Represented by Burning in Water : Born 1935 in Middleburg, Mpumalanga, South Africa : Lives and works in Middleburg, Mpumalanga, South Africa
Mahlangu’s work draws from the objects of everyday life to form intricate systems of symbols and geometries of block colour. Arising from traditional artistries passed down through generations, her paintings, adorning various commodities from cars, to a pair of high-heeled shoes, evidence an archetypal reference of an artist pushing beyond the traditionalised image of the ‘mural’.
Represented by Selma Feriani Gallery : Born 1958 in Tunis, Tunisia : Lives and works in Tunis, Tunisia
Jellel Gasteli documents French-Tunisian culture through photography. In an on-going quest for impressions and encounters, he captures moments throughout his worldly travels, collecting tableaux of intimacy, landscapes, and cultural terrains.
Represented by WHATIFTHEWORLD : Born 1980 in Cape Town, South Africa : Lives and works in Cape Town, South Africa
Thania Petersen uses photographic self-portraiture, multi-sensory performance and installation to address the intricacies and complexities of identity in contemporary South Africa. As a direct descendant of Tuan Guru (an Indonesian Prince brought to South Africa by the Dutch as a political exile), Petersen explores personal and historical identities by reconstructing herself in various guises, informed by her position as a Malay woman and experiences of growing up as a girl in a Muslim society.
Represented by Officine Dell’Immagine : Born 1993 in Kimberley, South Africa : Lives and works in Johannesburg, South Africa
Through her work Bronwyn Katz engages with land as a repository of memory, motivated by the capacity of the landscape to remember and communicate its past. These memories of construction and destruction feed into the physicality of her multi-form work.
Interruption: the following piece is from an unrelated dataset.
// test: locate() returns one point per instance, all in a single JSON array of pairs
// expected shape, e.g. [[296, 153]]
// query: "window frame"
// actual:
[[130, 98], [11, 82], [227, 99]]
Despite her young age, she was one of the protagonists of the Dak’Art Biennale 2016, and exhibited both in 2014 and in 2015 at the Pretoria Art Museum.
Represented by Retro Africa : Born 1972 in Enugu, Nigeria : Lives and works in Lagos, Nigeria
Uche Okpe-Iroha’s Under Bridge Life series takes a unique look at the complex urban life in Lagos and represents the divide or gap in its spatial order. In this society, the lowly navigate through the socio-economic process of life appropriating what they need, leaving traces behind and charting out new paths for themselves, creating systems of trade, meeting points and places of business.